NEM - may spell an end to some of the special privileges enjoyed by ethnic Malays ?
The plan, called the New Economic Model (NEM), will eliminate rent-seeking and patronage viewed as stemming from race-based policies favouring ethnic Malays in place for nearly four decades.
The past policy has provided ethnic Malays with privileges in areas such as jobs, housing, education, businesses and government contracts.
He promised to review the controversial race-based policy, and said the new model will provide fair treatment for those who form the bottom 40 per cent of the income strata.
Najib called the long-promised economic reforms a "bold transformation" when unveiling them.
He said "the objectives of the existing programme, known as an affirmative action policy, are still relevant "but it is time to review its implementation".

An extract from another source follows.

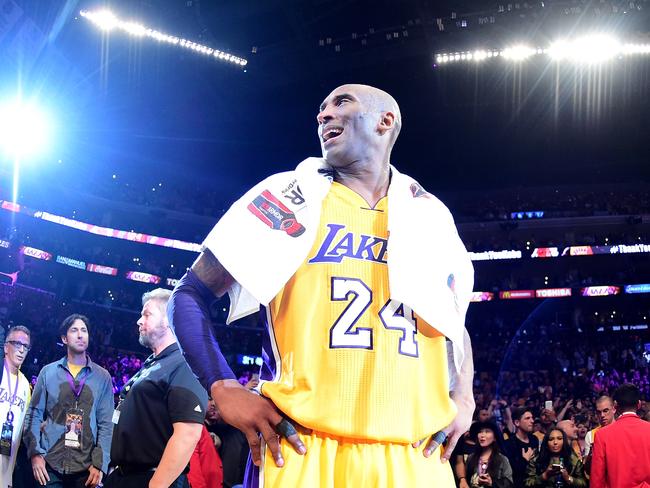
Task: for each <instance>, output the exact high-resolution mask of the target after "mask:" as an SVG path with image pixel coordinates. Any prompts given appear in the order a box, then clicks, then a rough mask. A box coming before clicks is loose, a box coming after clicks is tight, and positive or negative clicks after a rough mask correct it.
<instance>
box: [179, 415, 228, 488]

"It will now be need- and merit-based, rather than race-based, with the top priority to "eradicate poverty, irrespective of race", Najib said.
"So there will be a renewed affirmative action policy ... It will focus on the needs of all our people,"
Najib said the government will no longer tolerate practices that support "the behaviour of rent-seeking and patronage".
The NEM is designed to boost economic growth so that Malaysia achieves the income levels of a "rich" nation by 2020, more than double its $7,000 per capita income of today.
The proposed reform comes at a time when Malaysia is losing its attraction as a low-cost investment destination to other countries in the region such as Vietnam and Indonesia.
In view of that, the NEM proposes reducing subsidies and in raising education levels.
Najib said that two subsidiaries of Petronas, the state oil giant, would become listed companies and that the Employees Provident Fund, a state fund, would sell some of its holdings to boost liquidity on the stock market.
Following are some of the highlights of what he announced:
* State investor Khazanah to sell 32 percent stake in Pos Malaysia.
* To list stakes in two Petronas units.
* Facilitate foreign direct and domestic direct investments in emerging industries/sectors.
* Remove distortions in regulation and licensing, including replacement of Approved Permit system with a negative list of imports.
* Reduce direct state participation in the economy.
* Divest GLCs in industries where the private sector is operating effectively.
* Strengthen the competitive environment by introducting fair trade legislation.
* Set up an Equal Opportunity Commission to cover discriminatory and unfair practices.
* Review remaining entry restrictions in products and services sectors.
* Phase out price controls and subsidies that distort markets for goods and services.
* Apply government savings to a wider social safety net for the bottom 40 percent of households, prior to subsidy removal.
* Have zero tolerance for corruption.
* Create a transformation fund to assist distressed firms during the refom period.
* Easing entry and exit of firms as well as high skilled workers.
* Simplify bankruptcy laws pertaining to companies and individuals to promoteo vibrant entrepreneurship.
* Improve access to specialised skills.
* Use appropriate pricing, regulatory and strategic policies to manage non-renewable resources sustainably.
* Develop a comprehensive energy policy.
* Develop banking capacity to assess credit approvals for green investment using non-collateral based criteria.
* Liberalise entry of foreign experts specialising in financial analysis of viability of green technology projects.
* Reduce wastage and avoid cost overrun by better controlling expenditure.
* Establish open, efficient and transparent government procurement process.
* Adopt international best practices on fiscal transparency.
The New Economic Model outlines three key benefits for businesses - to provide an equitable environment in which investors will thrive, an effective ecosystem for operations and an efficient market to facilitate investment.
On equitable environment, there will be due recognition of the rights and possibilities of business owners and the rule of law that allows businesses to manage their affairs with the assurance of a fair and credible legal system, the National Economic Advisory Council (NEAC) said in the New Economic Model for Malaysia Part 1 Report released here today.
It said entrepreneurs will be given the freedom to fully own their
businesses and work with partners they choose while intellectual assets will be protected.
Regulations for small and medium enterprises (SME) will be appropriate and proportionate to the risk faced by small businesses while business operations will be free from rent-seeking, quotas and preferential treatment.
To provide an effective ecosystem for business operations, NEAC said the government will set up a transformation fund which will help entrepreneurs to have access to special assistance during the economic transition period.
It said approvals will be faster in public services while unnnecessary
licensing and undue regulatory burden will also be removed.
In terms of human capital, employers will enjoy an efficient access to the best talent they can afford and increased flexibility and timeliness of access to SME funding.
To ensure an efficient market to facilitate investment, NEAC said that there will be confidence in the openness and fairness of government tenders while entrepreneurs will thrive in liberalised sectors.
The council said the private sector will also have more opportunities to collaborate with the public sector and government-linked companies.
With minimal exceptions, NEAC said subsidies and price controls will also be eliminated to enhance more growth opportunities.